A individualidade é, portanto, o instrumento verdadeiro do ser, é a ferramenta que abre

as portas, para o interior de si próprio e, o resultado a alcançar, está além dos limites

dessa individualidade. Este é o ponto de partida e condição impossível de ser eliminado

para se atingir o sagrado.

Deixei muitas coisas que, antes achava imprescindíveis, de lado.

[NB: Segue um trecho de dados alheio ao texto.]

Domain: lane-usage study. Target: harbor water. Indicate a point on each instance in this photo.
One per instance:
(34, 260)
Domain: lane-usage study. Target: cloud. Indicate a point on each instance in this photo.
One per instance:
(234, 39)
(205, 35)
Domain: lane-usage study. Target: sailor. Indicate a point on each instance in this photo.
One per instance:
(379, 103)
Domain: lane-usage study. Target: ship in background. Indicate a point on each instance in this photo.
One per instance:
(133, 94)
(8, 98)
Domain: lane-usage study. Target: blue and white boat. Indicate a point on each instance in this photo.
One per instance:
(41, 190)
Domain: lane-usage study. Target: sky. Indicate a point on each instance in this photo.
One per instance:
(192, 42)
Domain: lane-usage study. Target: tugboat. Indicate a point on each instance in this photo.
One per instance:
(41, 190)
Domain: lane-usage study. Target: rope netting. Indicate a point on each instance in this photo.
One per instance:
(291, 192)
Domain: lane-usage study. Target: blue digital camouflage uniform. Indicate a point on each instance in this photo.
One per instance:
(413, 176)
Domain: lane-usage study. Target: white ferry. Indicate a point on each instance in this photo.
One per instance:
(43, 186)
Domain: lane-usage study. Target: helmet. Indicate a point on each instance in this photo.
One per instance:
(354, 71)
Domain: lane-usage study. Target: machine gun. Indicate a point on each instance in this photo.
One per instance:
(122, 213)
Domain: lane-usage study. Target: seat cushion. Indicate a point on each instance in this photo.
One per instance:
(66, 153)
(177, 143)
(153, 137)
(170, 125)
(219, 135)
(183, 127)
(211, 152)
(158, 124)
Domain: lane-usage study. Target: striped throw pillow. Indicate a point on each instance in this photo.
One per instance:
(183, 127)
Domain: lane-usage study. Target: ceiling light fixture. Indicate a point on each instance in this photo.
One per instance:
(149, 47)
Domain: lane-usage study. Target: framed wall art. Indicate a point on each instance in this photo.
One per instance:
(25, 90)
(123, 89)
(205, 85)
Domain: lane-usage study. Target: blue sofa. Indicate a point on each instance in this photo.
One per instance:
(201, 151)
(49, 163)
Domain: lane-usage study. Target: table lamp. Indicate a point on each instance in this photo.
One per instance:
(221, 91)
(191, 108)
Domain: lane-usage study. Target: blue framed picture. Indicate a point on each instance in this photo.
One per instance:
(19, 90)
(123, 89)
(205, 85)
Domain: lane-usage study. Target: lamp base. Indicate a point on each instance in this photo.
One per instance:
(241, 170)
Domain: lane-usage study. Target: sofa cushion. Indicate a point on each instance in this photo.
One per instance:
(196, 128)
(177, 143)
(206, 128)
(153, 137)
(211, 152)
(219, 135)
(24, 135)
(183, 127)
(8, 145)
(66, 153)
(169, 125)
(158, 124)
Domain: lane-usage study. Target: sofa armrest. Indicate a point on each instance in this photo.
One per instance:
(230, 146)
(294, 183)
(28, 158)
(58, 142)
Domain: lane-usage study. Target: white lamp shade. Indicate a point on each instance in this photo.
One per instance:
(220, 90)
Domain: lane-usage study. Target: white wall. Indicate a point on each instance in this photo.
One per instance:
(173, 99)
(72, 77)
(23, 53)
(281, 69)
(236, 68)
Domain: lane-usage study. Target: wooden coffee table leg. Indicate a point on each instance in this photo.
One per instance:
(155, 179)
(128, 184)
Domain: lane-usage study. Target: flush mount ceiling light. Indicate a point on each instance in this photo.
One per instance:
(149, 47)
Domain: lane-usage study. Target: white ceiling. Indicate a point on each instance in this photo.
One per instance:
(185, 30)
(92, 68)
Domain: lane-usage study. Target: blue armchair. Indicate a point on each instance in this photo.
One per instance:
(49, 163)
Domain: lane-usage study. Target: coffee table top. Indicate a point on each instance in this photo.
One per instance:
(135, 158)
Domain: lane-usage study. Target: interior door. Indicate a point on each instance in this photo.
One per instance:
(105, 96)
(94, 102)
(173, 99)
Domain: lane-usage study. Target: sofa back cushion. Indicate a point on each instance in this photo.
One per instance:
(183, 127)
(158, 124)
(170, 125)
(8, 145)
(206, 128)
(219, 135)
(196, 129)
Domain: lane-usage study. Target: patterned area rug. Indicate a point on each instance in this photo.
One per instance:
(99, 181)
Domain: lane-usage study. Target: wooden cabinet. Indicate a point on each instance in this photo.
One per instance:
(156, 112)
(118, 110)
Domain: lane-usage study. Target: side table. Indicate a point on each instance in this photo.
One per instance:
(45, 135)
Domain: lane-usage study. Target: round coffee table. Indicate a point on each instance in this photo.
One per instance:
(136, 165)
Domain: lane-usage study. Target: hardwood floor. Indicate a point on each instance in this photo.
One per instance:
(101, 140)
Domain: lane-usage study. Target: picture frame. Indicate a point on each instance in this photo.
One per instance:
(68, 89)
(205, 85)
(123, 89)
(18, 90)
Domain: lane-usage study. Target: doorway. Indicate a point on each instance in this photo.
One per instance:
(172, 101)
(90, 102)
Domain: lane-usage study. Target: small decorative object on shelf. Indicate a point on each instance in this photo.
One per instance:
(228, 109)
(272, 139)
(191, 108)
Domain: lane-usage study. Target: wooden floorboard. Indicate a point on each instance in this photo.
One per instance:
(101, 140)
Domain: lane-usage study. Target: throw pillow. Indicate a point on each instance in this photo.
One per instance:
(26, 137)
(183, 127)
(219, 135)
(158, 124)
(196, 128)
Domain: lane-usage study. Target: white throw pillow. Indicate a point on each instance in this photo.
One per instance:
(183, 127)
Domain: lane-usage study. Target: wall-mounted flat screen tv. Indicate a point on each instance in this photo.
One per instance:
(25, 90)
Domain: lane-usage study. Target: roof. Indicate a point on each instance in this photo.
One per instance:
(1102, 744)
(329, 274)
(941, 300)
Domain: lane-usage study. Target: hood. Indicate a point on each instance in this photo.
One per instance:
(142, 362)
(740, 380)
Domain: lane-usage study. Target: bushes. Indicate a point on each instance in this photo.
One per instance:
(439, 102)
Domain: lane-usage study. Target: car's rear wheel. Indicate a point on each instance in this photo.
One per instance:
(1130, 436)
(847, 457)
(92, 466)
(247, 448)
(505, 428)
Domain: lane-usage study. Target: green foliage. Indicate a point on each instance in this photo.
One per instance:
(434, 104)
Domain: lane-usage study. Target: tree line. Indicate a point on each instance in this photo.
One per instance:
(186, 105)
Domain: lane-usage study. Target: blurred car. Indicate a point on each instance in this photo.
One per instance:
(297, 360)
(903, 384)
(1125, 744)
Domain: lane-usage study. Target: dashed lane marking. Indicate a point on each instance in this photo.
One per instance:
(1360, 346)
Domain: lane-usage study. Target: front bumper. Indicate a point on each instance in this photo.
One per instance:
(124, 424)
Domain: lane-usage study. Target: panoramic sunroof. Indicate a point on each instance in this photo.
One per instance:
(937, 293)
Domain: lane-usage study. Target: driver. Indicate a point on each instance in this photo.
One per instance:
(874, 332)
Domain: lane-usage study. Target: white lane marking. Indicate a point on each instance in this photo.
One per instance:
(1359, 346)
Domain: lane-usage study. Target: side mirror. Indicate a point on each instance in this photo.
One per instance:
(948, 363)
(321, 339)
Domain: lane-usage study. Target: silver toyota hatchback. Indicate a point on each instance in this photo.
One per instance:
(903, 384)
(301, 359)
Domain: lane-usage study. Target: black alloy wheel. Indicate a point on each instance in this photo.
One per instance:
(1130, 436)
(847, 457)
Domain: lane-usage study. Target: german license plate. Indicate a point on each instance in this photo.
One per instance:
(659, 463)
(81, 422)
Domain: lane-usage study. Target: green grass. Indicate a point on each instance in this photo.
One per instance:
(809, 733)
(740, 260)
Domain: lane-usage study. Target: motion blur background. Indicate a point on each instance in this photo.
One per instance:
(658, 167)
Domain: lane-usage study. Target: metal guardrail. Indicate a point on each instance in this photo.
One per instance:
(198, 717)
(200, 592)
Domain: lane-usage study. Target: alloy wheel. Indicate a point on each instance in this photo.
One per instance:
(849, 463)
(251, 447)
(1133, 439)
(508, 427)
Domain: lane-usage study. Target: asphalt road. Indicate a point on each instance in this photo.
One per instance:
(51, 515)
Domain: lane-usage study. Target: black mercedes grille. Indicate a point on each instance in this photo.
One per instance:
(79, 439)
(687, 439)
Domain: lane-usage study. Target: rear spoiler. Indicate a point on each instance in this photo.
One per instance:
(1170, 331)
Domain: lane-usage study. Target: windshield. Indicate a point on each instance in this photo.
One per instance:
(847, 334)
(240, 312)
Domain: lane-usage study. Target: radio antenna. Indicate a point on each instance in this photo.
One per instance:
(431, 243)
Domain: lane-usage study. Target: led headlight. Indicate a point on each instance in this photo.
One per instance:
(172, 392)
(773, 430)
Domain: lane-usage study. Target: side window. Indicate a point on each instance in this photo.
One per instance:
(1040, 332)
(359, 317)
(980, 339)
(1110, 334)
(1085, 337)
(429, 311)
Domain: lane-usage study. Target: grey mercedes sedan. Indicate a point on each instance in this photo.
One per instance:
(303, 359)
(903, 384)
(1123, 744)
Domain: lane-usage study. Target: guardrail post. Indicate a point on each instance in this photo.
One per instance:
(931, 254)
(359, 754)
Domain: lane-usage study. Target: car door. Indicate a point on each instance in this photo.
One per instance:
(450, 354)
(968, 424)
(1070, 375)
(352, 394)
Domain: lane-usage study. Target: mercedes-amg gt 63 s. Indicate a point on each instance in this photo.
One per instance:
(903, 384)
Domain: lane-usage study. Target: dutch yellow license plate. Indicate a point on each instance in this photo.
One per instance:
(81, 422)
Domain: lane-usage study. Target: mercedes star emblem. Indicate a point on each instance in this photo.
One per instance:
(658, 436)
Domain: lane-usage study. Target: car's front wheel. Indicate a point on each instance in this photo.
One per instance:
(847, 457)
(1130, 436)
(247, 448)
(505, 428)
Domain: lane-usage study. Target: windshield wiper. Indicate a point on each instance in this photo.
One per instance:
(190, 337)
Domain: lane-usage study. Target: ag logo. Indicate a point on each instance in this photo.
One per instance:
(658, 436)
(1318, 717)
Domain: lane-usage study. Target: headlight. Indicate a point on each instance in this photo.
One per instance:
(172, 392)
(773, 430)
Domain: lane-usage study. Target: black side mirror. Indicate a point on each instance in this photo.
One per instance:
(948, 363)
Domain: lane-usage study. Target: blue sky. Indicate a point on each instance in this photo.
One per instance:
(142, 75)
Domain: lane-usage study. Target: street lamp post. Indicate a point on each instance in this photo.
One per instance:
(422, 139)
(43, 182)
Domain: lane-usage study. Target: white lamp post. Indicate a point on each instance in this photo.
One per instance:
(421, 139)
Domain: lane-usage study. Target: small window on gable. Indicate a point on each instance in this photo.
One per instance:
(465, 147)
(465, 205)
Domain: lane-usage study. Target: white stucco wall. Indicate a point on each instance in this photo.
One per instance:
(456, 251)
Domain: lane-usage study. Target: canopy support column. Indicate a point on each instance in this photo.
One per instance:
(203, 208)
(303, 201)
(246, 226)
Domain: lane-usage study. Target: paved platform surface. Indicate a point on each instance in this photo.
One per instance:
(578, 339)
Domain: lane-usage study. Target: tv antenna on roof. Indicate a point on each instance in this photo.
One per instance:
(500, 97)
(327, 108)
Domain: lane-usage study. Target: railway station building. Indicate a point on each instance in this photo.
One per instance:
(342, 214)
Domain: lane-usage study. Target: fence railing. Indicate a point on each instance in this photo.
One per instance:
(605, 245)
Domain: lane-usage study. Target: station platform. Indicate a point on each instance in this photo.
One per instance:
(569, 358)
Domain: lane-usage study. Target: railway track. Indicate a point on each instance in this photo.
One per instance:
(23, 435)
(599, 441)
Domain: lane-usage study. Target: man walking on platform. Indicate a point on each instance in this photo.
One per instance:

O foco de meus

interesses tinha sofrido uma mudança radical. Percebi que vários supérfluos que me

foram impostos como necessidades, não passavam de desejos. Procurei, então, o modo

mais simples possível de viver e entendi que precisamos de pouquíssimas coisas. Passei

a adquirir e observar uma alimentação mais natural possível, sem os agrotóxicos tão

prejudiciais a saúde e, sobretudo, sem desperdícios de alimentos.

Ao mesmo tempo em que agia, estando sempre muito atenta no que comprava e no

que comia, fui também transmitindo, mas sem a pretenciosidade, nem imposição, esta

alteração de hábitos para outras pessoas que se interessavam nesse modo de ser.

Resolvi que faria, muito em breve, um relato de tudo o que tinha acontecido na

montanha, pois me alegra poder oferecer algo que possa, talvez, auxiliar o próximo na

hora que mais necessite. Compreendo que as palavras são carregadas com poder tanto

para transtornar o equilíbrio e chocar com tristezas, drenando a coragem do indivíduo,

como também, comunicar algo feliz e alegre, com propósitos puros e produtivos, que só

promovem a força espiritual do ser. Pretendo, portanto, despertar a curiosidade de quem

quiser se aventurar, também, em realizar uma viagem para conhecer Meru e a montanha

mística e sagrada.

Eu encerraria meus compromissos onde morava e sem muita demora, voltaria para

viver na montanha. Comecei a contagem regressiva. Estava ansiosa e já me preparava:

era hora de rever Meru e meus queridos amigos Agnos e Tói.